03 July 2026

A number of zero-day vulnerabilities were discovered in three well-known Joomla! extensions in June 2026. If you are on an older version of Joomla! and cannot update those extensions, you can use the features provided by Admin Tools Professional to protect your site.

The .htaccess Maker can keep you safe

The vulnerabilities only allow an attacker to upload a PHP file under a predictable path to your site. For the attacker to gain access to your site, the malicious file uploaded by the attacker needs to be executed over the web.

We have, of course, predicted and mitigated this – since sixteen years ago when the very first public version of Admin Tools Professional was released.

Admin Tools’ .htaccess Maker feature for Apache and LiteSpeed servers – and its sibling features NginX Config Maker for NginX servers, and Web.Config Maker for IIS servers – are designed to mitigate exactly this kind of vulnerability. By preventing direct web access to arbitrary PHP files on your site the attacker may have still been able to upload the malicious file, but would have failed to hack you because they could not execute it.
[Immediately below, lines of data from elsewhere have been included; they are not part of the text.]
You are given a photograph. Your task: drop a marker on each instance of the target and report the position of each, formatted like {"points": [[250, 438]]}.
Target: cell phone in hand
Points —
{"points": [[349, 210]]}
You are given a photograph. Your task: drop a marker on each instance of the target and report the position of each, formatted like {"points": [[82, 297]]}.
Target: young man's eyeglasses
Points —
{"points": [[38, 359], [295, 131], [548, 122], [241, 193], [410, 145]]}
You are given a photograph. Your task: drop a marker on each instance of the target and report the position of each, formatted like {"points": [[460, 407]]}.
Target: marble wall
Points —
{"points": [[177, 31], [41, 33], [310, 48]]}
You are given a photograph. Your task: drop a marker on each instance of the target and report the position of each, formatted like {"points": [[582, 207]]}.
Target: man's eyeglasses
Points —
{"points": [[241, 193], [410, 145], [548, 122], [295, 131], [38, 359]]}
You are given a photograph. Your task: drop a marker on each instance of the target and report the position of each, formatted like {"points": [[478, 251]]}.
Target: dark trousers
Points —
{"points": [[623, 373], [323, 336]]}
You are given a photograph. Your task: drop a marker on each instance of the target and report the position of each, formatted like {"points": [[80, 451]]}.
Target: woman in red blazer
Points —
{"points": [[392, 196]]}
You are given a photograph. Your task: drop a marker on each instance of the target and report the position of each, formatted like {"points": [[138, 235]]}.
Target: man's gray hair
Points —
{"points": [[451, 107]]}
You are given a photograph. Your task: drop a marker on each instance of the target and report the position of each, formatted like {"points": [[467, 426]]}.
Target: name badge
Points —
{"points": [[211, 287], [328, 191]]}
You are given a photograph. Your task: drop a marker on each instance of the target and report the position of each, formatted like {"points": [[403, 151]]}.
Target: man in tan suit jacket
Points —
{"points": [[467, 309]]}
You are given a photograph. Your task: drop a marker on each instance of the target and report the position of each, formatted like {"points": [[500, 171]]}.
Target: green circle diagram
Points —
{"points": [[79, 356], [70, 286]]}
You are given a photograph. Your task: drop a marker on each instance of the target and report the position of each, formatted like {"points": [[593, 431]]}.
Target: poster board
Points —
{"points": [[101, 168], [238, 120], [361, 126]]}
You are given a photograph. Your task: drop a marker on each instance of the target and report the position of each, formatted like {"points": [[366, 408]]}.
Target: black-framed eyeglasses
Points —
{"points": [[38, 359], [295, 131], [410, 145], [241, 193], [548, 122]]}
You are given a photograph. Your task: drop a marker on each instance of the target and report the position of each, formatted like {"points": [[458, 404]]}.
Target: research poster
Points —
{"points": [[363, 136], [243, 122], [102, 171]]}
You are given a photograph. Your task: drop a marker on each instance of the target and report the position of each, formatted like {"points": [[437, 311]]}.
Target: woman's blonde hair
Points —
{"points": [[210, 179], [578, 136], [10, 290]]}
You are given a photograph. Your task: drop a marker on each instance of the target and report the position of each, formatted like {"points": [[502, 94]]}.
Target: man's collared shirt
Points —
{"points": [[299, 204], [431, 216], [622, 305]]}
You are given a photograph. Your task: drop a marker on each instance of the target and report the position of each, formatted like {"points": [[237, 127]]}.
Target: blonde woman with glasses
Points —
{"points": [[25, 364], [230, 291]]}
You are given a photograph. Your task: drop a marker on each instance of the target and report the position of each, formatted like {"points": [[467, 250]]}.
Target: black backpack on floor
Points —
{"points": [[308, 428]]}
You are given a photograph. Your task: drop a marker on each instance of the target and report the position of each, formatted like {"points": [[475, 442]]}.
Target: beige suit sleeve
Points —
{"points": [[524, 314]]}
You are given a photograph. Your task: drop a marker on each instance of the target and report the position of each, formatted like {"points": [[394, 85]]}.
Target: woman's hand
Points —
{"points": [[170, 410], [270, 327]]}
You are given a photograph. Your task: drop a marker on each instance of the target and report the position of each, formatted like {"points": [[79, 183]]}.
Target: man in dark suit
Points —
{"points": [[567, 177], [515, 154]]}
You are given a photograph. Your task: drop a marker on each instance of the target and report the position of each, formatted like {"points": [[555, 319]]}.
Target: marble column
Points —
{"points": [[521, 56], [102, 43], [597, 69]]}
Admin Tools proposes to enable this feature by default when you first configure it. The actual subfeatures which provide this protection, Frontend Protection and Backend Protection, are enabled by default.

Blocking the malicious uploads

Having malicious files uploaded is scary, even if they are effectivey inert. The good news is that your can configure Admin Tools to block these malicious uploads. The bad news is that by doing so you will lose access to the vulnerable feature of the affected extension.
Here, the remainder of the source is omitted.